= Yousuf Babu =

Bangladeshi cricketer

Yousuf Rahman (more commonly known as Yousuf Babu) is a Bangladeshi cricketer, who played regularly for the national side from 1976-77 until his retirement in 1983–84. He top scored with 78 against the MCC at Dhaka in January 1977. He was the first Bangladeshi to score an international hundred, with 115 against PNG in 1982. In the early part of his career, he used to bat in the middle order, but from 1979 to 1980 season onwards he was a regular opener. He was also a useful medium pacer.

==Hero of Dhaka==
In 7–9 January 1977, Bangladesh played against the MCC at Dhaka. After winning the toss, the home side captain Shamim Kabir decided to bat first. Yet, midway through the day, Bangladesh were struggling at 145/6. Only the skipper with 30, and the ever-reliable Omar Khaled Rumy with 28 showed any resistance. Coming on to bat at no 8, Yousuf Babu changed the course of the innings. After sharing a partnership with Faruk (35), he got the tail to support him, and they took the score to 266/9 (Decl). His 78 was the highest score of the match for either side.

He was always successful in international matches at Dhaka. A year later, against a very strong Lankan bowling attack, he scored 37 & 41*. Most of the other batsman around him collapsed against the varied attack of the Lankans. In February 1978, he scored 30 against the visiting Decan Blues side. In 1980–81, he scored a half-century against the MCC at Dhaka. During January 1984, he was consistently among the runs against the relatively weaker oppositions in the South East Asian Cricket Cup. His highest 69* came against HongKong. Quite appropriately, he retired from international cricket at Dhaka after playing against the Hyderabad Blues side in the 1983–84 season. And he finished with a bang, scoring 35 and 44.

==In ICC Trophy ==
Source:

He had a disappointing ICC Trophy in 1979, scoring just 30 runs in 3 innings, and failing to take any wicket. He, however, topped the batting averages of his side in 1982, thanks mainly to his hundred against PNG. His hundred came before lunch, and along with Nazeem Siraji (52) he gave the innings a solid beginning. Unfortunately, there was a late-order collapse and PNG won the match by 3 wickets. Overall, he finished with 214 runs at an average of 35.66. In the low-scoring game against East Africa, he became the unlikely hero with the ball taking 3/16.

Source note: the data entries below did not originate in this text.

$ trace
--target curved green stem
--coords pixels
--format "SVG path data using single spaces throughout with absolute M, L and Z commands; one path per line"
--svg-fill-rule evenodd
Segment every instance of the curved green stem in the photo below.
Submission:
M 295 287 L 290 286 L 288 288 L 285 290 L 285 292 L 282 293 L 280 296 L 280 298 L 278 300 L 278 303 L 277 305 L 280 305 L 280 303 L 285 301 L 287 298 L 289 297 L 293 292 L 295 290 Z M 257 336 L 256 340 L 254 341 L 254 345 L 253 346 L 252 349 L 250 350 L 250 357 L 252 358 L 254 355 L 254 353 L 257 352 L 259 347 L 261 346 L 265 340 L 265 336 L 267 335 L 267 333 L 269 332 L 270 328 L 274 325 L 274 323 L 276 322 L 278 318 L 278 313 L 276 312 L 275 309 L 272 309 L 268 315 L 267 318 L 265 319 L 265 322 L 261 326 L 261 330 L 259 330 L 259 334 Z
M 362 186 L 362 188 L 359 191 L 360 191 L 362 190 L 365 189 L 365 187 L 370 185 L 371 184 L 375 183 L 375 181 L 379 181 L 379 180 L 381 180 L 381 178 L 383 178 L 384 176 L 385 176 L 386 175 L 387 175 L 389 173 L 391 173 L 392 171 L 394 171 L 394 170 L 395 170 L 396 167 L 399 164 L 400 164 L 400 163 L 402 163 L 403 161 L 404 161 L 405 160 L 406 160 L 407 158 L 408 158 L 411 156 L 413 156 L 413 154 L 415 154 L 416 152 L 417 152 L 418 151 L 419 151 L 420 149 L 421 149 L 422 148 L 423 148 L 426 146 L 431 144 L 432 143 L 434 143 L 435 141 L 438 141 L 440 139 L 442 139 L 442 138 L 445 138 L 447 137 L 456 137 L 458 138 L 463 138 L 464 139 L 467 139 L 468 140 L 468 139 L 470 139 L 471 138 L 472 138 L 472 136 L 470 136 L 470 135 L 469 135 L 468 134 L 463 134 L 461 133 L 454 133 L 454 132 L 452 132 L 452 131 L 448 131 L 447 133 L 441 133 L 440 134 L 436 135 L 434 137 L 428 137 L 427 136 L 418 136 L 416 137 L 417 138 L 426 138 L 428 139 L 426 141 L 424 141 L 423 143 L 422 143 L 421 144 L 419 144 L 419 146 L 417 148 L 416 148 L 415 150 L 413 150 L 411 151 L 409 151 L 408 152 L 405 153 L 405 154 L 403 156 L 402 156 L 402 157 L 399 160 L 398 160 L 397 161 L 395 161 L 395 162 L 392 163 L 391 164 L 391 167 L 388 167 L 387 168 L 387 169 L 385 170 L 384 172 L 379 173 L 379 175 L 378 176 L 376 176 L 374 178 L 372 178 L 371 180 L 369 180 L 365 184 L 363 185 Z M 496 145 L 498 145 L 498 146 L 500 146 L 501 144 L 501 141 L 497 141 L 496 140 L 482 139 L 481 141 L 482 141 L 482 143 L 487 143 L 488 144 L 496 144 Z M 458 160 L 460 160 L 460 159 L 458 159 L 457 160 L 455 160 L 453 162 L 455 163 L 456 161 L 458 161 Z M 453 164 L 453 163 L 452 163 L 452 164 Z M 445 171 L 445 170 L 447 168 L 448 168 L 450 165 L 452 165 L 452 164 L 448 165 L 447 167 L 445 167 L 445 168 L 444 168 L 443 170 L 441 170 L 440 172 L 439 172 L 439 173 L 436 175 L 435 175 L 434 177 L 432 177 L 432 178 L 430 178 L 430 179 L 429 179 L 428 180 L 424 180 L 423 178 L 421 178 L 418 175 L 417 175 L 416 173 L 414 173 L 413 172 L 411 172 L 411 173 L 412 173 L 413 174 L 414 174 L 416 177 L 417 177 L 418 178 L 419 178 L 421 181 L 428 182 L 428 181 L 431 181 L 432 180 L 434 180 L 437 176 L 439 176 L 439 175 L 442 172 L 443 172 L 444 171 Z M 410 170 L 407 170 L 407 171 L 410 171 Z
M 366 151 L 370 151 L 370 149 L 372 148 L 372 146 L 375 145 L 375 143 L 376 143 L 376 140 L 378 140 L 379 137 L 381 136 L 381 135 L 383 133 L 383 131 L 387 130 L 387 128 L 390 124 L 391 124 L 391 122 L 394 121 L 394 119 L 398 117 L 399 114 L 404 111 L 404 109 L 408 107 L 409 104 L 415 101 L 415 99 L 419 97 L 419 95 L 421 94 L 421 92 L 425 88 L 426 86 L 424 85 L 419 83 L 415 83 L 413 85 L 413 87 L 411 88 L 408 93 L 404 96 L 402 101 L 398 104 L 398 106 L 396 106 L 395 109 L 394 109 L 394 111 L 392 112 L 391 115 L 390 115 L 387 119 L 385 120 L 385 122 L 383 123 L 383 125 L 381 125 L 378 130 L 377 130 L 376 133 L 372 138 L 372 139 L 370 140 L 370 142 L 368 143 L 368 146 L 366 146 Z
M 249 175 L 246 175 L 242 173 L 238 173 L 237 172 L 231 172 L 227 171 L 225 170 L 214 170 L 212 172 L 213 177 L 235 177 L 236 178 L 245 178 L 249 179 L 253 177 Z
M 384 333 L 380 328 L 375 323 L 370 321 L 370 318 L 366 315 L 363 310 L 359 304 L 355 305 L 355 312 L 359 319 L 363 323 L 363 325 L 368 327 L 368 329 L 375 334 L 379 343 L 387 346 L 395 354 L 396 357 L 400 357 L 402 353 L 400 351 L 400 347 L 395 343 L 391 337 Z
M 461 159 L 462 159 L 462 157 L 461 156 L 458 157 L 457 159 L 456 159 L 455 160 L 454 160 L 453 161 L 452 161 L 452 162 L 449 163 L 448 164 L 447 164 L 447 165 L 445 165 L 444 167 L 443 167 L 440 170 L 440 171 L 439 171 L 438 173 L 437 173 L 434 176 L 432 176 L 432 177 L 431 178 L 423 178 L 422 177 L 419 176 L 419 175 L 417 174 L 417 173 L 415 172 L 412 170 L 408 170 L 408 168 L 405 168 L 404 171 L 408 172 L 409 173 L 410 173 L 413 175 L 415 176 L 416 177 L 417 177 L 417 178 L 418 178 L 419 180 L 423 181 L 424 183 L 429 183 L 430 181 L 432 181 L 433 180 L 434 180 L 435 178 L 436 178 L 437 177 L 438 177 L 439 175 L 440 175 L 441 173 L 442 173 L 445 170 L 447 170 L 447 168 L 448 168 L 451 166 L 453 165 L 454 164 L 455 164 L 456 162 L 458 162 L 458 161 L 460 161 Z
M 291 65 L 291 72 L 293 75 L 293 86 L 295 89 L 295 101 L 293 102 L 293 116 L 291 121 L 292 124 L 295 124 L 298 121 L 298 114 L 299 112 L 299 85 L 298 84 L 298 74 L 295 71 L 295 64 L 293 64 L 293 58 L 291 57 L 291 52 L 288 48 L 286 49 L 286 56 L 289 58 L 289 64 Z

|  |  | Batting |  |  |  | Bowling |  |  |  |
|---|---|---|---|---|---|---|---|---|---|
| Year | Matches | Runs | Average | High Score | 100 / 50 | Runs | Wickets | Average | Best |
| 1979 | 3 | 30 | 10.00 | 21 | 0/0 | 49 | 0 | - | - |
| 1982 | 6 | 214 | 35.67 | 115 | 1/0 | 65 | 3 | 21.67 | 3/16 |
| Overall | 9 | 244 | 27.11 | 115 | 1/0 | 114 | 3 | 38.00 | 3/16 |

==As a bowler==
Apart from his success against East Africa, there had been a number of other occasions when Yousuf Babu had contributed with the ball. Just days after hitting 78 against the MCC, he showed the tourists that he could bowl as well as bat, taking 4/37 at Jessore, while playing for the South Zone. He took 3/59 against Sri Lanka at Chittagong in 1978. His best effort in one day cricket came against Dilip Doshi's West Bengal side, at Dhaka (in 1983). His 3/18 helped the local side bowl the opposition out for only 175 runs. The following year, during the tour of Kenya, he failed with the bat, but emerged as his team's most successful bowler. (12 wickets at 17.42 runs)

His younger brother Samiur Rahman was also a cricketer. He represented Bangladesh in two ODIs and two ICC Trophy tournaments.